TOOL USE

As beekeepers we employ a variety of tools. Smoker, Hive tool, frame holders, etc etc. When I prepared the Honey Bee Health Coalition  guide on managing varroa we called the guide a tool – an educational aid to combat our most serious bee pest.

 

Just a few decades ago, tool use was among the traits  said to “make us human” — but that’s now problematic, both because it turns out tool use isn’t so unique meaning that humanity’s most treasured qualities (tool use/language, etc) are not necessarily unique to humans.

Skunks can be added to the list of non-human animals that use tools. On a cold winter night Suzanne Dickerson (twitter @CameraTrapSue) photographed a striped skunk in her suburban Colorado Springs backyard carrying a stone in one paw. The skunk climbed onto a water bowl and, using the stone like a hammer, banged a hole in its frozen surface.

Previously tool use has been described in many of our closest animal kingdom relatives, the primates, as well as in a host of birds (crows, ravens, woodpeckers), even for fish that use shellfish to construct an egg-laying site and octopi who construct coconut shell hideouts.

Many beekeepers are familiar with the chimpanzees of Jane Goodell or those of Gabon using sticks on underground bee nests (https://theconversation.com/chimpanzees-hunting-for-honey-are-cleverer-than-we-thought-74379).
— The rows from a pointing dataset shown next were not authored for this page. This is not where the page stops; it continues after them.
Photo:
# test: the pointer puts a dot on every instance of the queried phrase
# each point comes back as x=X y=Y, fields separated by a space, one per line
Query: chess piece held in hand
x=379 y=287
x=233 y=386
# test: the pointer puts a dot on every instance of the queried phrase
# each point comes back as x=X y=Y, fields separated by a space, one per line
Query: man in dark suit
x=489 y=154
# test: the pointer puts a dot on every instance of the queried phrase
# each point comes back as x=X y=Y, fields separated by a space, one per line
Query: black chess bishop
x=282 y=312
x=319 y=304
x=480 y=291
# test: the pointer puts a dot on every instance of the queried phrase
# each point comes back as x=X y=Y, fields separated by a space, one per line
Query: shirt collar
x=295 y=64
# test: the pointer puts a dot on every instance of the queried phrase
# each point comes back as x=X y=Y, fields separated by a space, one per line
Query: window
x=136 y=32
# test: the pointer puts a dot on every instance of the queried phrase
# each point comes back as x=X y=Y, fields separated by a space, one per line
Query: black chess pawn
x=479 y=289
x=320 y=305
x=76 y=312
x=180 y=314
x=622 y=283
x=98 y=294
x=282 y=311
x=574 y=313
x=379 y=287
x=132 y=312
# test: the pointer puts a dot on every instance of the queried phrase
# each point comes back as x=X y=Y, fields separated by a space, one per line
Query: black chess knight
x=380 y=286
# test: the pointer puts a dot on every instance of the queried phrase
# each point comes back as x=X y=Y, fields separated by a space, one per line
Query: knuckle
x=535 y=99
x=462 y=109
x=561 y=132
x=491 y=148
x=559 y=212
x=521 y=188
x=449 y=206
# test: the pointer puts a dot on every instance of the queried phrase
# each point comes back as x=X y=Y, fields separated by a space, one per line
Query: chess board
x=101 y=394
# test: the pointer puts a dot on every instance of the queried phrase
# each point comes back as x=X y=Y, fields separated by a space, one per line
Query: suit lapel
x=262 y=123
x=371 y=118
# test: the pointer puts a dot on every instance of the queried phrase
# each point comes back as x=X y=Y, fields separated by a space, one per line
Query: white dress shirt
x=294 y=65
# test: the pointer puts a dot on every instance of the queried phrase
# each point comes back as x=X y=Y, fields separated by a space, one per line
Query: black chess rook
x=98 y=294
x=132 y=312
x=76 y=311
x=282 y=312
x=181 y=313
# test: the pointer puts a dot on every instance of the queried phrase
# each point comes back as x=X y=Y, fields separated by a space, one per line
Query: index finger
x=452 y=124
Bonobos, gorillas, baboons and even orangutans fashion a similar stick to obtain honey and brood from aerial nests (as do human such as for example as has been documented for the pygmies of the Congo). Their harvest is not as sophisticated as our current method – simply push a stick into a nest, move it about and then remove it with its clinging honey/brood.

Although uncommon (less than 1% of other animals have been shown to use tools) humans seem to “love” fiddling with objects in order to solve a problem that captures our gadget-loving imaginations.
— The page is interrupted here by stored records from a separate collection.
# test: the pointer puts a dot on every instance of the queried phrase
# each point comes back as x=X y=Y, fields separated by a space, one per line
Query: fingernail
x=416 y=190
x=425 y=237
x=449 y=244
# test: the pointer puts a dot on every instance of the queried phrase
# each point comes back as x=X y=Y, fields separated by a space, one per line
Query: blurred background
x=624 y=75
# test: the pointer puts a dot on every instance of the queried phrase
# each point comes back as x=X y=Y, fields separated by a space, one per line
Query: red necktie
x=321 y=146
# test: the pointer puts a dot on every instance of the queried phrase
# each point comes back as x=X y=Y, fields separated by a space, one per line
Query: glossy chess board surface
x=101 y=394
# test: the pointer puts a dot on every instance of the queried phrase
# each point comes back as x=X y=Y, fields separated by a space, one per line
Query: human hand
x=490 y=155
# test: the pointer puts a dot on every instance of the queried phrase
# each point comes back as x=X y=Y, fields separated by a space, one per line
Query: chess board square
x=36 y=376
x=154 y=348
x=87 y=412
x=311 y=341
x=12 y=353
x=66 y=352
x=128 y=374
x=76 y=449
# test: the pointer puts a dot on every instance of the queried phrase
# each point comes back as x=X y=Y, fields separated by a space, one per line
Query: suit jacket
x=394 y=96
The tool (rock) carrying skunk was not the discovery of a scientist but by a citizen using her tool (motion activated camera) in her backyard. This activity is often labelled citizen science. Beekeepers have been invited to participate in data collection in their own backyard in citizen science projects — natural scientists at work. Oftentimes they can really advance our understanding of our world as in this new example of skunks using tools.